Sugar cane harvest started late in Louisiana and was progressing slowly, with growers giving plants more time to recover after recent rainfall, but most expected the rain was “too little, too late” after the summer’s severe drought. Florida cane harvest was stalled by up to 7 inches of rainfall in some areas.
Beet processors were slicing enough beets and producing enough sugar to meet delivery obligations. But none were rushing to sell the remainder of their 2023-24 production until the campaign gets further along. One processor remained out of the market, another was expected to return to the market in early November, and most others were in the market but noted light sales.
Bulk beet and cane sugar prices mostly were unchanged, but comparisons with a week earlier and a year ago were muddled by the start of the new marketing year Oct. 1. Some sellers offered the same prices spot through calendar 2024. Others had higher spot prices but a lower price for calendar 2024 (though unchanged from a week earlier in both cases).
While refined sugar price changes were difficult to pinpoint, the general tone to the market was steady to firm.

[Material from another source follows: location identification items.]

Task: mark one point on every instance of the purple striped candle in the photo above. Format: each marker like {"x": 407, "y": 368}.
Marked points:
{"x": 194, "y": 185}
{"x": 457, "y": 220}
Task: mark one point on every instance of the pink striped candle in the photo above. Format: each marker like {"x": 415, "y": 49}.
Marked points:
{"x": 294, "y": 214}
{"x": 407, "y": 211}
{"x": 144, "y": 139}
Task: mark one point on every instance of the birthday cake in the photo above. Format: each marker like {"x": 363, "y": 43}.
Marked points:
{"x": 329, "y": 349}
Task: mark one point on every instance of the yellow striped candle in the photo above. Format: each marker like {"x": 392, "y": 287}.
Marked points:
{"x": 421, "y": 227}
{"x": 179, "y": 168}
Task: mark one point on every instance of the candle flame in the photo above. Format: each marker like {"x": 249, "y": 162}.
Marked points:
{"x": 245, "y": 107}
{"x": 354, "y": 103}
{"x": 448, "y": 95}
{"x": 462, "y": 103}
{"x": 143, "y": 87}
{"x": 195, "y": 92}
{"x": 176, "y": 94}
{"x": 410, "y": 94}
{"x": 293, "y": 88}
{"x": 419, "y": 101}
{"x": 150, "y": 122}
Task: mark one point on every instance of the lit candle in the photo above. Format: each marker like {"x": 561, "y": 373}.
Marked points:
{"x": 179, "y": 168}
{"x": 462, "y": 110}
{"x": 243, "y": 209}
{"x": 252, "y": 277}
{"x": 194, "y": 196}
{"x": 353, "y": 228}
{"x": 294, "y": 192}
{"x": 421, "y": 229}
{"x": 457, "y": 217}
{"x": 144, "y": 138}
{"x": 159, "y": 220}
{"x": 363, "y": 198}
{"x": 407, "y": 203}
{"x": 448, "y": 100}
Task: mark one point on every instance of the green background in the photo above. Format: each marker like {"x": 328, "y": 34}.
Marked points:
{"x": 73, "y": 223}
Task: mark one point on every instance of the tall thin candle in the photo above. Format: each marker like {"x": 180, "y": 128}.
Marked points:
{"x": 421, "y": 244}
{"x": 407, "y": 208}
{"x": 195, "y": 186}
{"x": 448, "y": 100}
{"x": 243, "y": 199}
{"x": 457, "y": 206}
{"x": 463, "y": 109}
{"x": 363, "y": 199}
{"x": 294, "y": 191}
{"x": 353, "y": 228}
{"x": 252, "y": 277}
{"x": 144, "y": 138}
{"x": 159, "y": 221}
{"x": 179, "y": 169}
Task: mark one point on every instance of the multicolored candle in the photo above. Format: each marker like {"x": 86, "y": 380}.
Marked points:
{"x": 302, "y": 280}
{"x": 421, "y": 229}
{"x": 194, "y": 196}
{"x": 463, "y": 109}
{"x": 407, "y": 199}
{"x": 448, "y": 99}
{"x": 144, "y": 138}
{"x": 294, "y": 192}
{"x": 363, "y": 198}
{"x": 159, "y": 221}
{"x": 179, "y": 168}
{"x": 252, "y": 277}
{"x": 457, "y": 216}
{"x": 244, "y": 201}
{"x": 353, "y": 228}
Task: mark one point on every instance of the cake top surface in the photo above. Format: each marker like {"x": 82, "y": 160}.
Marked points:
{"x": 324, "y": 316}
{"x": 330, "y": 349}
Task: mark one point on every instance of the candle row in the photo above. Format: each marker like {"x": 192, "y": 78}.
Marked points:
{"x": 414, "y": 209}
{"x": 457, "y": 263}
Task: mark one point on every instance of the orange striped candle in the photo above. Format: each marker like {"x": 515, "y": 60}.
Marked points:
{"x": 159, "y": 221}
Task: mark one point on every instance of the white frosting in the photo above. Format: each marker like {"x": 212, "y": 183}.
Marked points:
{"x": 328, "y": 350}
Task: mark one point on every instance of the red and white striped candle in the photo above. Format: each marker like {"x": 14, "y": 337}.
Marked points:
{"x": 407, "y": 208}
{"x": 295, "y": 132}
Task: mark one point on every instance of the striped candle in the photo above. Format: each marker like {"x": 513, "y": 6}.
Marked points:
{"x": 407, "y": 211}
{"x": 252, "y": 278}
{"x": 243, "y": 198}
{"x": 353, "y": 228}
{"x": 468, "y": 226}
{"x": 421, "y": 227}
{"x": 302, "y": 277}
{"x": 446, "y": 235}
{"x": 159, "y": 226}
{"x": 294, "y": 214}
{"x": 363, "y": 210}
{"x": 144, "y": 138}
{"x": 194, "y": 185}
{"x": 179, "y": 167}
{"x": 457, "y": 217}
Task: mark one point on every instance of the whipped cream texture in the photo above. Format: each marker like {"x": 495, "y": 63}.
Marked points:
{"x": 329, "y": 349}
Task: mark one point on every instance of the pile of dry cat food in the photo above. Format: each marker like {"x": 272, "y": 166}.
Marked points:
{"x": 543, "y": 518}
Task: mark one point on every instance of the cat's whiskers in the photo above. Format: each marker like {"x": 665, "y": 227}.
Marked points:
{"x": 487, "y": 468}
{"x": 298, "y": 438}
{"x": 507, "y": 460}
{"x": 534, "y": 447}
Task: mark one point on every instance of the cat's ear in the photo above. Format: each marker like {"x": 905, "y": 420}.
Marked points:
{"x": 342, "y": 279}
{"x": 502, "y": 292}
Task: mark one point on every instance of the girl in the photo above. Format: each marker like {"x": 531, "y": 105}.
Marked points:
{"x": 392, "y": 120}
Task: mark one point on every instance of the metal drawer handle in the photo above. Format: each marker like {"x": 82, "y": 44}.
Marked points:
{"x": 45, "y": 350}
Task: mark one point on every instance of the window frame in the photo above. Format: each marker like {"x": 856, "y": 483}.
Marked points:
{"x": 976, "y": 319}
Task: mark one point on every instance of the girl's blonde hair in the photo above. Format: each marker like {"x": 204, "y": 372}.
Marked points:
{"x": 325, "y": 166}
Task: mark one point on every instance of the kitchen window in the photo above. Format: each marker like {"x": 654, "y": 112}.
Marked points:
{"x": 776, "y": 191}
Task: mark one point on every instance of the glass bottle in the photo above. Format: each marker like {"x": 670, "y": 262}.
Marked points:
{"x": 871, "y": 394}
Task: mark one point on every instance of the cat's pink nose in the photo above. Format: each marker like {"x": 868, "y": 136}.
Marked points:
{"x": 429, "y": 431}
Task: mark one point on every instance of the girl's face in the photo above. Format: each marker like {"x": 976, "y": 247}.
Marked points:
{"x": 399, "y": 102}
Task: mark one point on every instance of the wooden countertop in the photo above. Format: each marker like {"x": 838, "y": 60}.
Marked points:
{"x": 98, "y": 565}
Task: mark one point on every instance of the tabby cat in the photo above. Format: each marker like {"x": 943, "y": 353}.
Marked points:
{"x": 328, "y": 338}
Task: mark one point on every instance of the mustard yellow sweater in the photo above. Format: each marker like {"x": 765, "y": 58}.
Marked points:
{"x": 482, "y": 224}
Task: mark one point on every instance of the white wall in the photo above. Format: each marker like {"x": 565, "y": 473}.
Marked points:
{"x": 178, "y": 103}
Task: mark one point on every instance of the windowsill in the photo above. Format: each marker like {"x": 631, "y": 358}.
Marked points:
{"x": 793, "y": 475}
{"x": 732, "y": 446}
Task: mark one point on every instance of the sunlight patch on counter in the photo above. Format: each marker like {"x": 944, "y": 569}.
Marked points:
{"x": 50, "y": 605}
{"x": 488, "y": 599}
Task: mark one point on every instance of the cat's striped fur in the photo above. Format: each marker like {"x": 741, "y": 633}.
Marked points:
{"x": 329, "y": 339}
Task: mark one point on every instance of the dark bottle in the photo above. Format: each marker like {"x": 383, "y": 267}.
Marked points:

There was no indication of price weakness as sometimes occurs in October when the beet and cane harvests are active. Delays in the beet harvest and uncertainty about the Louisiana cane crop have emboldened sellers to hold prices steady after some increased offers a few weeks ago.
Annual flat-price contracting of corn sweeteners for 2024 was off to a slow start. One major supplier was said to still not be active in the market for 2024. Some others have pulled back after issuing offers at steady to slightly firmer prices to existing customers in September. Users, hoping for lower prices due to ample corn supplies and lower corn prices, were in no rush to buy, and refiners indicated they also were willing to re-evaluate and wait until users are ready to do business. Price offers were unchanged from September. Record-high sugar prices in Mexico could boost export demand for high-fructose corn syrup from the United States.